Молодой лакей открывает дверь кареты, и Уизерс, широкоплечий и, как всегда, готовый услужить, выходит из парадной двери, чтобы помочь выбраться из экипажа леди Аннабель. Фредди, явно приободрившийся при мысли, что сейчас сможет выпить, уже спрыгнул на землю с другой стороны кареты и тоже спешит помочь матушке.
– Ваша помощь не потребуется, Уизерс, – выпаливает брат с коробящим меня нетерпением в голосе. – Предоставьте леди Аннабель моим заботам. Спускайся, мама. И выпей бокал доброго вина.
– Не глупи, Фредди, ты же знаешь: я не пью вина. Уизерс, у вас все готово?
– Мы сделали все, как вы велели, леди Аннабель.
– Цветы… их необходимо регулярно опрыскивать водой. Стоит такая ужасная жара.
– Я возложил эту обязанность на Уильяма, миледи.
Вдовствующая герцогиня, только что нетвердой походкой двигавшаяся к двери, останавливается и воззряется на Уизерса. У нее совершенно потерянный вид.
– На Уильяма? – слабым голосом переспрашивает она. – Знаете, я, кажется, не могу вспомнить его лица.
Я спешу к ней.
– Речь идет об Уильяме Рэдли, мама. Это младший лакей, теперь ты вспомнила?
– О да. Разумеется. Как я могла забыть? Уильям Рэдли. Как глупо с моей стороны.
– Ты просто очень утомлена, мама, – говорю я, беря ее под руку.
– И вам, конечно же, хочется пить, – вставляет Фредди.
Я бросаю на него строгий взгляд, который он не замечает, и мы вместе помогаем матушке подняться по лестнице и войти в прохладный вестибюль. Фредди всегда готов предложить свою помощь, когда это соответствует его желаниям. Но это не та помощь, на которую я могла бы положиться. За каждым его предложением кроется подвох. С моей стороны было бы неразумно это забывать.
Маме не стоило беспокоиться – миссис Джессап и Уизерс в точности выполнили все ее пожелания. Убранство вестибюля дома номер один на площади Фицрой действительно впечатляет. Интерьер выполнен в стиле модерн, который с присущим ей безупречным вкусом выбрала мать, и его удачно дополняют вазы, полные благоухающих кремовых лилий, украшенные черными атласными бантами и в художественном беспорядке расставленные то тут, то там. Из-за жары аромат цветов кажется мне почти удушающим, и я чувствую, как начинает побаливать голова. Трое одетых в безукоризненные траурные ливреи лакеев стоят здесь же, держа в руках подносы с высокими бокалами, в которые налиты напитки.

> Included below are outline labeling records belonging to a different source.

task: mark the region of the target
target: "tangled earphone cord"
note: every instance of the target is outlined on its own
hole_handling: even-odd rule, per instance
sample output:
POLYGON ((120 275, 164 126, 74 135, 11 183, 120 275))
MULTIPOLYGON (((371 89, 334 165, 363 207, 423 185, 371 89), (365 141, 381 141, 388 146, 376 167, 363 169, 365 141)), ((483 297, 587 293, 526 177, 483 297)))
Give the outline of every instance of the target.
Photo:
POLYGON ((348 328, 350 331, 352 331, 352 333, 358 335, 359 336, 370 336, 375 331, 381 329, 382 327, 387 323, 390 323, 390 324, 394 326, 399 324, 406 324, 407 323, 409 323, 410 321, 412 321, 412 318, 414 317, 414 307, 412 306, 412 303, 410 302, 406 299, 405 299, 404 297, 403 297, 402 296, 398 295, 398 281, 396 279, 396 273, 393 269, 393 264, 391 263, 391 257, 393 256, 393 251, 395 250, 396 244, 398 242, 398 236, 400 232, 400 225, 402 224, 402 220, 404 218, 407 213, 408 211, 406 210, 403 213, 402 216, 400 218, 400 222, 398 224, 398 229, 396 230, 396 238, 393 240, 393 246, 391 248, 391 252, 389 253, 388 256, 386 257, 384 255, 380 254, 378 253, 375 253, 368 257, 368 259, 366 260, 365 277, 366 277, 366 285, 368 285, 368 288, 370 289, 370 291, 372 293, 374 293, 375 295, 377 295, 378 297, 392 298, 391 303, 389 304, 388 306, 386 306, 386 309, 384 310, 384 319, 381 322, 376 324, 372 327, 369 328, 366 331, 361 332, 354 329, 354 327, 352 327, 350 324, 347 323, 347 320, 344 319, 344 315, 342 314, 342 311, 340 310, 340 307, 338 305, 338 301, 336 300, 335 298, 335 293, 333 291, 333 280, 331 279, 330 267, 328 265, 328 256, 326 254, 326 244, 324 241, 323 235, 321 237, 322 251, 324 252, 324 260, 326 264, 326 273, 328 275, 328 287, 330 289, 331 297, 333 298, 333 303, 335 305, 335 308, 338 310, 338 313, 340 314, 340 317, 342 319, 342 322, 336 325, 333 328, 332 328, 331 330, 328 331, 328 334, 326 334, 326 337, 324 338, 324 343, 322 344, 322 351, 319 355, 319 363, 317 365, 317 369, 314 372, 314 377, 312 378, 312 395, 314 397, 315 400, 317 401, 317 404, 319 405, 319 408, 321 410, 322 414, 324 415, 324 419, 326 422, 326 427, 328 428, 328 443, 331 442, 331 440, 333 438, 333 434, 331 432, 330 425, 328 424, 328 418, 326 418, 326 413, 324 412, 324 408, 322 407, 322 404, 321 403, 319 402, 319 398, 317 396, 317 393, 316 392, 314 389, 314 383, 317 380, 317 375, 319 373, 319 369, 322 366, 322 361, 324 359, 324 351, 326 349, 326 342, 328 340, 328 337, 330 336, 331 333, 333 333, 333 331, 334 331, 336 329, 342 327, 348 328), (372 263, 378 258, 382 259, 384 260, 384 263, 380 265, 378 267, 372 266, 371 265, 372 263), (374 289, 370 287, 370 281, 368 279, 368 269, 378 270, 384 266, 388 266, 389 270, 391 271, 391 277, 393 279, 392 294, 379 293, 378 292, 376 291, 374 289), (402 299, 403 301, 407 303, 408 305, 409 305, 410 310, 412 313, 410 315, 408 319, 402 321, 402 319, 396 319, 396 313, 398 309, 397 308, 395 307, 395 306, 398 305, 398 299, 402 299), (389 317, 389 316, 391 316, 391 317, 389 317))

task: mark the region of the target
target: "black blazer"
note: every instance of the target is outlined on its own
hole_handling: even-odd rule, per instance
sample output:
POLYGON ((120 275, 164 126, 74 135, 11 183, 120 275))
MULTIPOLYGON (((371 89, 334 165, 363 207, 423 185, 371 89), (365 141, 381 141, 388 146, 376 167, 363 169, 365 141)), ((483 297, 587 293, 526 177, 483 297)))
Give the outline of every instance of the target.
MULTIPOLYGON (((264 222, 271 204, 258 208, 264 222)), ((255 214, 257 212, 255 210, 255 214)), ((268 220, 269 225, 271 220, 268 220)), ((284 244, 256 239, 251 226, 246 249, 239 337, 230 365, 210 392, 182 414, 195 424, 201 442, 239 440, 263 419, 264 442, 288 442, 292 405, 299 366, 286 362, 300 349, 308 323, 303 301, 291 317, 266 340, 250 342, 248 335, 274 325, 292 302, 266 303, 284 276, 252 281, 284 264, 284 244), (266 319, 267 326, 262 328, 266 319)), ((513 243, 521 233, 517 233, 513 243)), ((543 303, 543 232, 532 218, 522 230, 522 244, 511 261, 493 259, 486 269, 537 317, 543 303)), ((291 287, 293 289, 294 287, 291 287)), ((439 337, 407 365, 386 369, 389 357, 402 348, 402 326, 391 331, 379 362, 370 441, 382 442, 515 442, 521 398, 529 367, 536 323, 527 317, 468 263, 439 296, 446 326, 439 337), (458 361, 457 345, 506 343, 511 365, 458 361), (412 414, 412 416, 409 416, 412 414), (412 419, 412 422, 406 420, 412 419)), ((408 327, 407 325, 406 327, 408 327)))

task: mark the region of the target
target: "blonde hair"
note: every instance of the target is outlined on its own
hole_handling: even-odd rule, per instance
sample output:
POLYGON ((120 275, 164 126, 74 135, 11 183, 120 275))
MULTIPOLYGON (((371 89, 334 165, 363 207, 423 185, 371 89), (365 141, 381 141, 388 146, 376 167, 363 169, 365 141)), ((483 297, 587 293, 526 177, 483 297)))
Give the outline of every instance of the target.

Я останавливаюсь, чтобы дать указания Уизерсу, и, сняв шляпу, кивком подзываю камеристку Вайолет и отдаю ее ей.
– Уизерс, я буду в малой гостиной вместе с матушкой. Не могли бы вы направлять всех гостей туда?
– Будет исполнено, леди Лилит.
– Но сначала проведите их в столовую. Люди будут совершенно без сил после такого долгого стояния на солнце. – Я поворачиваюсь, чтобы поговорить с Фредди, но он уже отдал лакею свои трость и цилиндр, схватил с подноса бокал вина и, открыв дверь в кабинет отца, торопливо прошел внутрь.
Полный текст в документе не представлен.